Twenty years ago when seminary chapel attendance was a virtue, the president of our alma mater would often conclude the service by inviting students and chapel guests to meet the day’s speaker at the bottom of the platform steps so we could “one day tell our grandchildren that we touched him.”

It was at the bottom of those steps that we shook hands with Dr. Jerry Falwell, Sr., Dr. Charles Stanley, Dr. Jerry Vines, Dr. Morris Chapman, Evangelist Bailey Smith, Dr. James Merritt, and a host of other ‘heroes of the so-called Conservative Resurgence in the Southern Baptist Convention. This was, of course, in the pre-COVID-19 days when you could shake hands or tell people that you had “touched” someone.

Years later while working as the senior speechwriter and investigative analyst for a powerful congressional committee chairman, we would often casually run into legendary policymakers carrying their own trays or sitting alone in the Rayburn or Longworth cafeterias. There, circling around these men unaware of the historic import of their national service, were hosts of bright-eyed interns and twenty something staffers usually discussing the whereabouts of the afternoon’s best Capitol Hill happy hour.

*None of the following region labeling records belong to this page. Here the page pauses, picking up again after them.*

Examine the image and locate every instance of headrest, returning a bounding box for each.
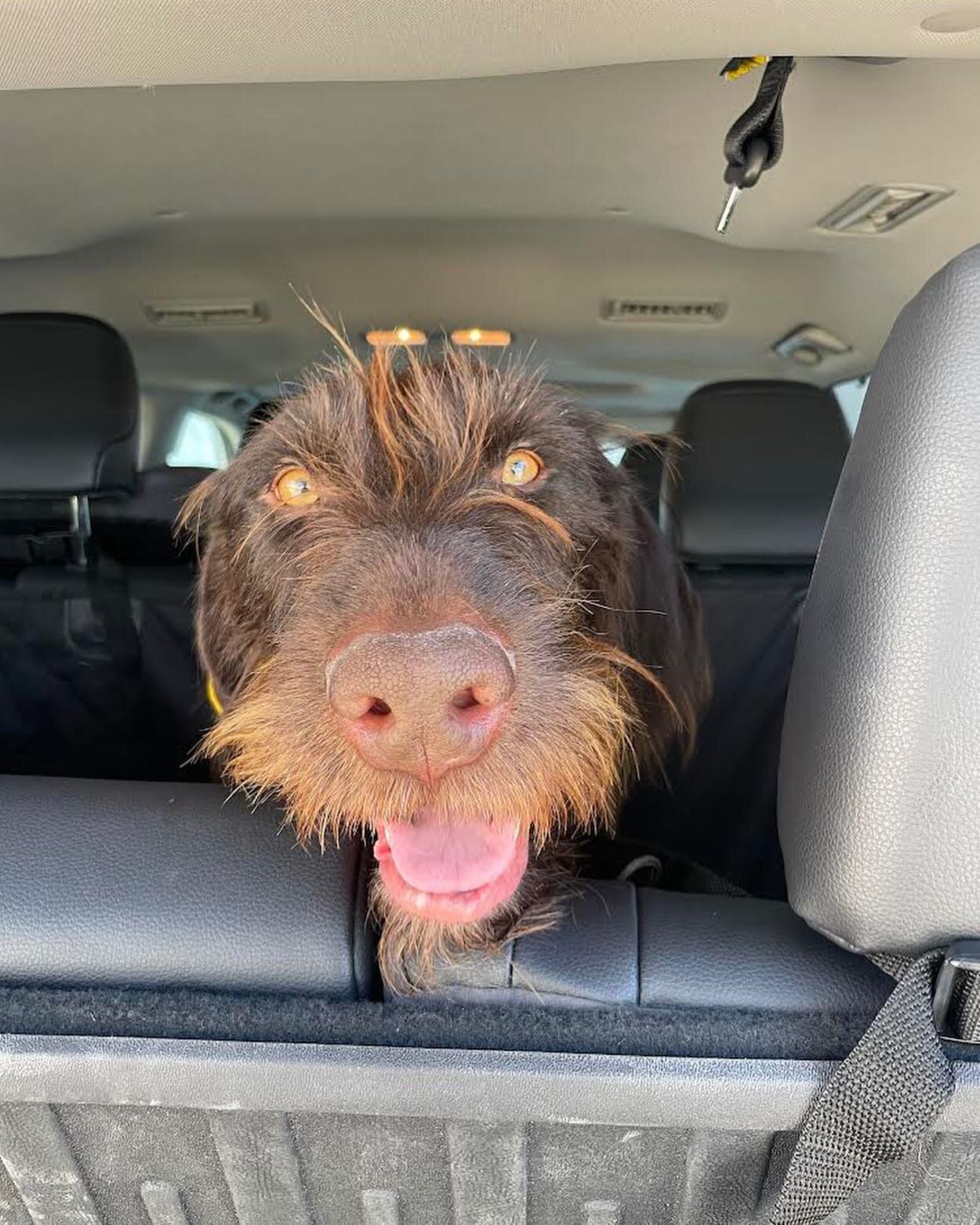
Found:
[779,246,980,954]
[92,468,212,566]
[0,314,139,496]
[664,381,850,562]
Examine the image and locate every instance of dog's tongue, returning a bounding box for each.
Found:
[385,816,517,893]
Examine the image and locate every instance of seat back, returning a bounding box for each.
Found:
[0,314,207,779]
[779,248,980,954]
[626,381,849,898]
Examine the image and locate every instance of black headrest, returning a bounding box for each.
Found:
[0,314,140,495]
[664,381,850,562]
[92,468,211,566]
[779,246,980,954]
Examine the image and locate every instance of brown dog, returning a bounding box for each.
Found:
[185,351,707,986]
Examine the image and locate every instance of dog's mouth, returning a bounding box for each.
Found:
[375,811,528,924]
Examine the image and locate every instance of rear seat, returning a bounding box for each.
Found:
[0,314,209,779]
[622,381,850,898]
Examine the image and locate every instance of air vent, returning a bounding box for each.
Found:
[817,185,953,234]
[143,299,268,327]
[603,298,728,323]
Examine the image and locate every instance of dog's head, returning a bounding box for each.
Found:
[185,353,706,977]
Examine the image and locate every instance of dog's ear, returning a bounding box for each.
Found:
[597,474,710,762]
[176,471,266,707]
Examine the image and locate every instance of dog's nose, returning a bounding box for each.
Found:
[327,625,514,784]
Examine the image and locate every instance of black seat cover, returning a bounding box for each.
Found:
[0,314,209,779]
[0,778,372,1001]
[623,381,849,898]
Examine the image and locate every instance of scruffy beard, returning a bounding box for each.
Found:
[202,656,637,844]
[197,637,652,992]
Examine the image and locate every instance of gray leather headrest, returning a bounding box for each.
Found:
[664,381,850,562]
[0,314,139,495]
[779,246,980,953]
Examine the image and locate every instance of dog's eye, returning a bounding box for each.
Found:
[500,449,544,485]
[272,468,320,506]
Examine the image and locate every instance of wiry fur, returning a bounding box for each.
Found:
[183,351,707,986]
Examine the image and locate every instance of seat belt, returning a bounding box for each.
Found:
[769,941,980,1225]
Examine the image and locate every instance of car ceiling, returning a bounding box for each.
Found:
[0,0,980,89]
[0,58,980,425]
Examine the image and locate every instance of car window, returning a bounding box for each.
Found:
[834,375,867,434]
[167,409,233,468]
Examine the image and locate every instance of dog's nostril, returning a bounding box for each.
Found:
[449,685,481,711]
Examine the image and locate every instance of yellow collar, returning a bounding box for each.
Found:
[205,676,224,714]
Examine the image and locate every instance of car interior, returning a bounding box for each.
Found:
[0,7,980,1225]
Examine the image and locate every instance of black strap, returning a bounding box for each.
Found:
[771,952,955,1225]
[724,55,795,187]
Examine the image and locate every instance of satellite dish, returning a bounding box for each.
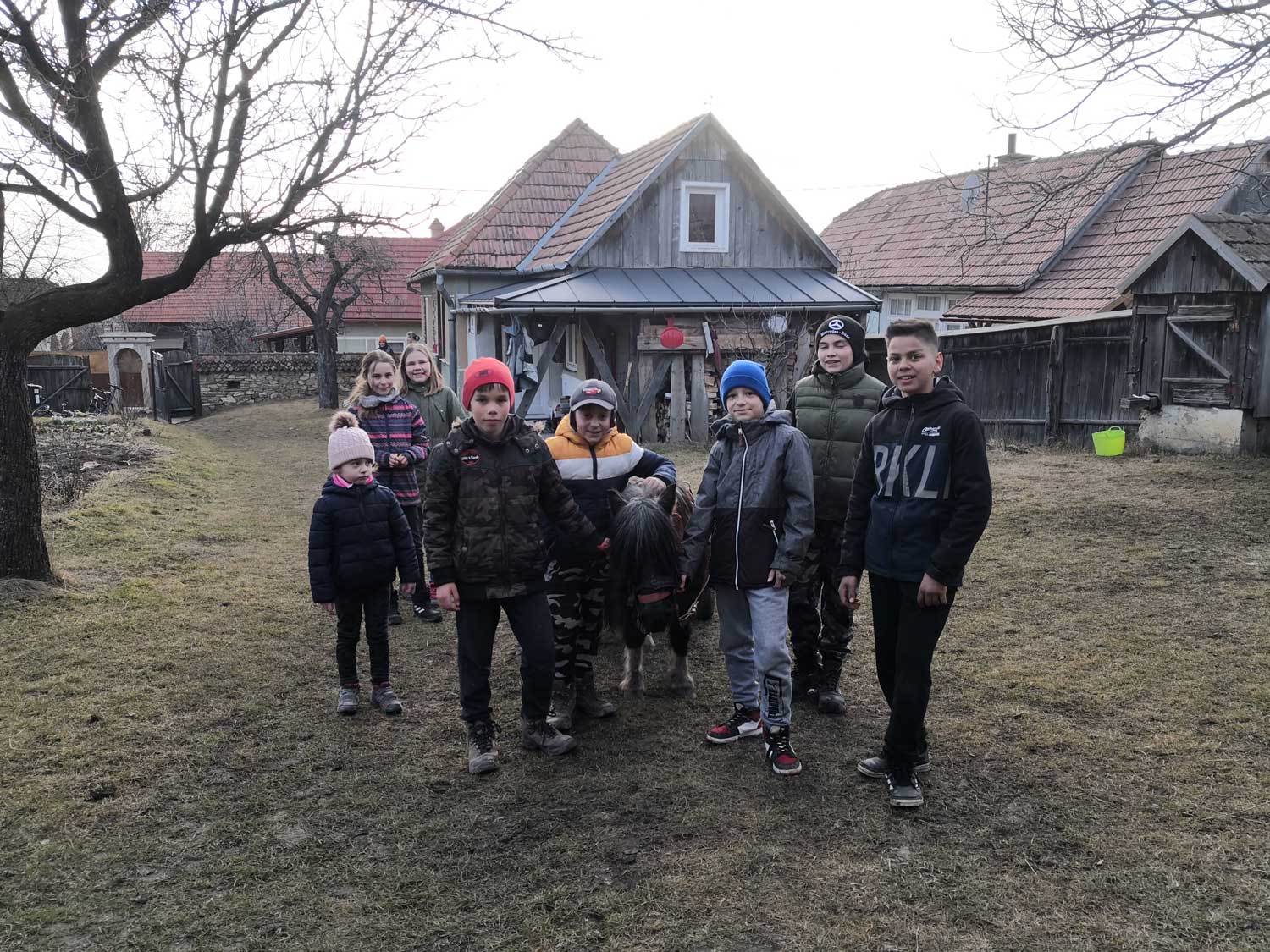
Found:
[962,173,980,212]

On more than one occasion, we took our tray to a table and sheepishly asked if we could join one of these Members of Congress. There was the day in the middle of bicameral negotiations over the conference report of Dodd-Frank that we took our seat next to one of the bill’s eponymous co-sponsors, Rep. Barney Frank, and chatted superficially about the ins and outs of parliamentary procedure in the nation’s lower chamber.

On another occasion, we enjoyed a private breakfast with former Vice President Richard Cheney, wherein we talked about the Minority Report of the Select Committee on Iran Contra, which is a must-read for anyone seeking to understand what became known as the Bush Doctrine.

And then there was the day we asked Rep. John Lewis for the privilege of sitting next to him during a quick lunch in the basement of the Longworth House Office Building. He sat alone with his lunch and some papers on one of those early weekdays when business is slow and the House staff are enjoying the final few moments before Members start arriving for the first suspension votes of the week.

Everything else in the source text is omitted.